One of Toepp's oldest friends of 52 years, Mike Wooley, of Santa Rosa, California, recalled forming a singing group - in the manner of The Lettermen and Four Freshmen - in the 1960s in California. "Barry was the humorous one. Pretending to be late for the performance, he used to rush on stage with toilet paper trailing behind him," Wooley said. "A true entertainer, Barry left his heart with a lot of people."
"I am my father's son," said Barry Vincent Toepp Jr., "both in appearance and humor." The former Master at Arms for the United States Navy, now chief of police for the VA in Seattle, Washington, bore an uncanny resemblance to his father - and they were close in other ways. "Dad was always my 'go to' guy and his counsel was never self-serving," Toepp Jr. said.
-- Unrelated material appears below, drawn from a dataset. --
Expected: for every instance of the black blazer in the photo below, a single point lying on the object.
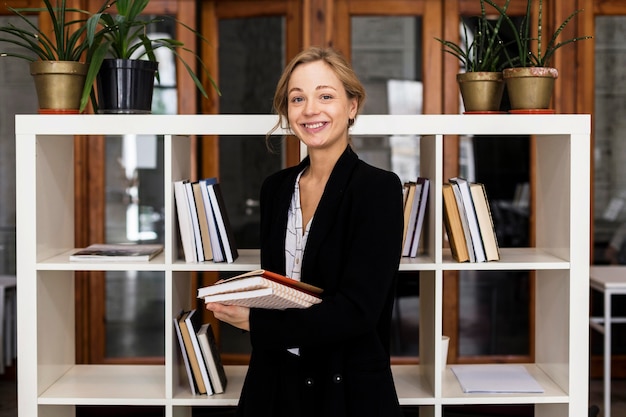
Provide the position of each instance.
(353, 253)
Recalling a somewhat painful and less than idyllic childhood, he remembered his father driving him back to his mother's house after spending the day with his son. "I was about 6 years old and I didn't want to go back to that house so I'd run after my father," Toepp Jr. said. "I spent the next 40 years running after him and when I finally get there, it's going to be really cool."
Reminiscing about the couple's 41 years together as a team, Marcia said, "I don't have any bad memories. I loved Barry with all my heart and miss him terribly."
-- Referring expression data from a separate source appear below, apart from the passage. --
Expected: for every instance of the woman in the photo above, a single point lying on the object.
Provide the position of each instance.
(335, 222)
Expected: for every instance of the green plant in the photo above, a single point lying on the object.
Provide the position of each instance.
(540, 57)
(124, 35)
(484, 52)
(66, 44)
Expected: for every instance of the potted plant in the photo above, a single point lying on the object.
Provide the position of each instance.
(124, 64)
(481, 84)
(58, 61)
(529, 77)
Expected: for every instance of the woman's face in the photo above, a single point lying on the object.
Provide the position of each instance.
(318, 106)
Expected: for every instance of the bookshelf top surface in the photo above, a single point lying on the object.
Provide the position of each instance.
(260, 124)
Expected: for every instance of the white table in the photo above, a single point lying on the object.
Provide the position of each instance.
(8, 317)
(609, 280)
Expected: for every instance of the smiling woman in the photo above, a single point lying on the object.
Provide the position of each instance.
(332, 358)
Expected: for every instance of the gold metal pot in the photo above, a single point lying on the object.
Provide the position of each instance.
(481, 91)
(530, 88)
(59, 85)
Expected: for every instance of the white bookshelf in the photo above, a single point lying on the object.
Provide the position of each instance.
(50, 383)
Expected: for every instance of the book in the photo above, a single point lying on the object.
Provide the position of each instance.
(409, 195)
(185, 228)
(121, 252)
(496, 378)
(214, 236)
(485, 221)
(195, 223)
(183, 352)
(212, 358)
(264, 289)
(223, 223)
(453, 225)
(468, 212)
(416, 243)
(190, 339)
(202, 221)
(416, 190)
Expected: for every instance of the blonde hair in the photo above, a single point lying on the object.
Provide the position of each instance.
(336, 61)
At Marcia's request, entertainer Makin' Dust paid perfect homage to his late friend with a poignant song written by cowboy poet and songwriter Red Steagall, "There's One Empty Cot in the Bunkhouse."
The lyrics conjured up a full life cut short too soon:
"There's one empty cot in the bunkhouse.
There's a saddle that nobody rides.
One empty place at the table.
The remuda is five horses shy.
We turned his string out to pasture.
He'll never ride 'em no more.
We buried him out on the hillside last Sunday.
Another good cowboy's gone home."
Barry Toepp Sr. may have gone home, but according to Makin' Dust and the multitude of friends who gathered at the museum, his sweet and gentle spirit will live on forever in the hearts of those who loved him.
"Pitching His Voice - The Art and Tradition of Cowboy Ventriloquist Barry Toepp" will be on display in the museum's Western gallery through May 2015. The exhibit features a selection of the Toepps' matching outfits, a poster signed by Professional Bull Riders' champion cowboys and, of course, Gino "R" Tree and Carrie Oakie and their tiny matching costumes.